As is typical with me, I arrived at this realisation by pouring my thoughts out onto Twitter. In the process, I said that I would love to write an immigrants’ cookbook: filled with the recipes that people turn to when they feel homesick, alongside their stories. Imagine having an entire book overflowing with foods that you know are a source of comfort. Recipes from all over the world, tastes that have travelled with people, stories that have been shared around new tables, all brought together in one place.
The next day when I woke up, I still wanted this book to exist. But I thought that maybe I should start small. Winning the Listserve has come at the perfect time, because I’m finally ready to do something with this idea. I now have a platform to contact people all over the world, to say:
We all have a go-to recipe when we need a food hug, whether we have moved across an ocean to a new country or simply over a set of hills to the next county.
If you have a recipe or story that you would like to share, please reply to this e-mail.

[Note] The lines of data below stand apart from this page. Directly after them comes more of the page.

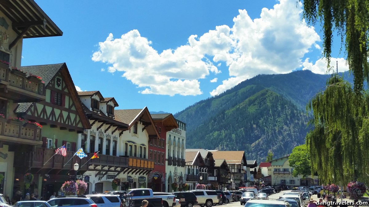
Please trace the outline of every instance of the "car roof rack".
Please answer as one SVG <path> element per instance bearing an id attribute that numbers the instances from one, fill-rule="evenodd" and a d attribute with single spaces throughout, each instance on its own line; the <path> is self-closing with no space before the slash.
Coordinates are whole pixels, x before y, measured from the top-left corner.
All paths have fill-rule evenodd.
<path id="1" fill-rule="evenodd" d="M 87 198 L 86 196 L 58 196 L 55 198 Z"/>

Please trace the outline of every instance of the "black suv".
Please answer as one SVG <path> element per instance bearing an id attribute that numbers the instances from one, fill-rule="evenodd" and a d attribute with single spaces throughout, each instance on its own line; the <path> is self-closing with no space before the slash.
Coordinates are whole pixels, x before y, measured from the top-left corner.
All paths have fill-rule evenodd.
<path id="1" fill-rule="evenodd" d="M 192 192 L 173 193 L 176 199 L 179 199 L 181 207 L 193 207 L 197 204 L 197 198 Z"/>
<path id="2" fill-rule="evenodd" d="M 227 203 L 227 196 L 225 195 L 225 193 L 221 190 L 215 190 L 217 192 L 217 193 L 220 193 L 222 194 L 222 202 L 219 202 L 219 204 L 221 205 L 223 203 Z"/>

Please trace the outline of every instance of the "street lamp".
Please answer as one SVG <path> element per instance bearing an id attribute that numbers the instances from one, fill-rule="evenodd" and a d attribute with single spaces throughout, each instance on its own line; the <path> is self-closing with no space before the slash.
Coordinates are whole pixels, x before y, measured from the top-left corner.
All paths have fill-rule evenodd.
<path id="1" fill-rule="evenodd" d="M 75 181 L 77 180 L 77 171 L 78 170 L 78 168 L 79 168 L 79 165 L 77 163 L 76 161 L 75 164 L 73 165 L 73 169 L 74 169 L 74 180 Z"/>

It would be wonderful to know where you consider home, where you currently live, and in addition to your go-to recipe, a little bit about what it means to you.
I can’t promise that this will end in a book, but I do have plans to at the very least share these recipes and stories online (with permission).
If you’re curious, my own go-to comfort food (or at least the one that I go-to most frequently), is my mother’s Caesar salad recipe, which includes so much garlic that the next morning you wake up and are still reminded of home. I’ll give you a copy of the recipe, if you do reply.
If you’re not really into recipe sharing, but you’re still into food, here are some recommendations for a few TV programmes that I’ve been enjoying recently:
Heston’s Dinner in Space (Channel 4) is an extreme example of the idea at the heart of The Immigrants’ Cookbook, about the importance of having comfort foods when living aboard the International Space Station.
Cooked (Netflix) looks at the evolution and history of food, its preparation, and what it means to us, as humans.
Food Unwrapped (Channel 4) is a very entertaining and highly educational look into the global food industry and economy.
Oh, and Masterchef (BBC One) starts again this week. The good version too, with normal folk and not professionals or celebrities.